Classes began on February 11, 1911, with Mary D. Collins serving as principal and Miss E.D. Varley as the only instructor. Of the five students who first enrolled, three completed the two-year program.
Haines had a “hands-on, learning-by-doing” philosophy clearly evidenced by the instruction the earliest students received at the time. Orchard care, farm tool use, lawn and shrubbery care, care of livestock, botany, chemistry, vegetable and kitchen gardening, bee keeping, poultry raising, carpentry, and agricultural bookkeeping all fell under the blanket term of “horticultural instruction.”
Classes were held from 7:30 a.m. to 4 p.m., five days a week, 10 months out of the year. And the students had a hand in everything, including some finishing carpentry work in the first greenhouses in 1912. The three women who stuck it out waited until 1915 for official commencement ceremonies to be held, the first of tens of thousands of students who would call the campus home in the following century.
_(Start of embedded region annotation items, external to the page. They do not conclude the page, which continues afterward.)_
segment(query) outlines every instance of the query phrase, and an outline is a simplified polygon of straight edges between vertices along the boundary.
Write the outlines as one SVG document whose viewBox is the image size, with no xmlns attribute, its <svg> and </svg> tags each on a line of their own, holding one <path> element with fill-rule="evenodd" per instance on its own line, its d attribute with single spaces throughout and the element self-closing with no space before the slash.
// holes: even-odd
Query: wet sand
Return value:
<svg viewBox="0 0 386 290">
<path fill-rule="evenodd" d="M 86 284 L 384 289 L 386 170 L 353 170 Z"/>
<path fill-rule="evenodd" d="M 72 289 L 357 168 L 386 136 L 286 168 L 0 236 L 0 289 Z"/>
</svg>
“After studying our history I think you develop a greater appreciation for how much that history has shaped what we do today. If the founding of the Pennsylvania School of Horticulture for Women had not happened there would be no Landscape Architecture program at Temple, no Horticulture, no Community and Regional Planning,” said Carey. “From the first day, practical learning went hand-and-hand with book learning and that continues on campus today.”
The Pennsylvania School of Horticulture for Women and the Woman’s National Farm and Garden Association were established at a point in history “when women were organizing into groups for the first time,” she said.
“This was a period before women had the right to vote — essentially they weren’t full citizens — but they wanted to make a difference in their communities,” Carey said. “For the first time they realized that by joining forces they could make more of a difference. Basically they were trying to change the world — if women were running things, how would they do things differently.”
The rise of these “exceptionally organized” groups and institutions, Carey said, “was in part a thirst for knowledge for themselves, though it was also about passing on that knowledge to others.”
“Jane Bowne Haines was a social reformer at a time when there wasn’t very much available for women. She felt that horticulture and agriculture would be considered socially acceptable jobs for young, educated women and that it could provide them with a better future,” she said. “The garden clubs were involved in civic beautification and conservation decades before it ever became buzzwords. They looked at the world in terms of what we were doing to it — cutting down trees, spoiling the waterways — and what we could do to make it better. We have their foresight to thank for many of the green spaces, the open space, and arboreta that we enjoy in the Philadelphia region today that otherwise may never have been preserved.”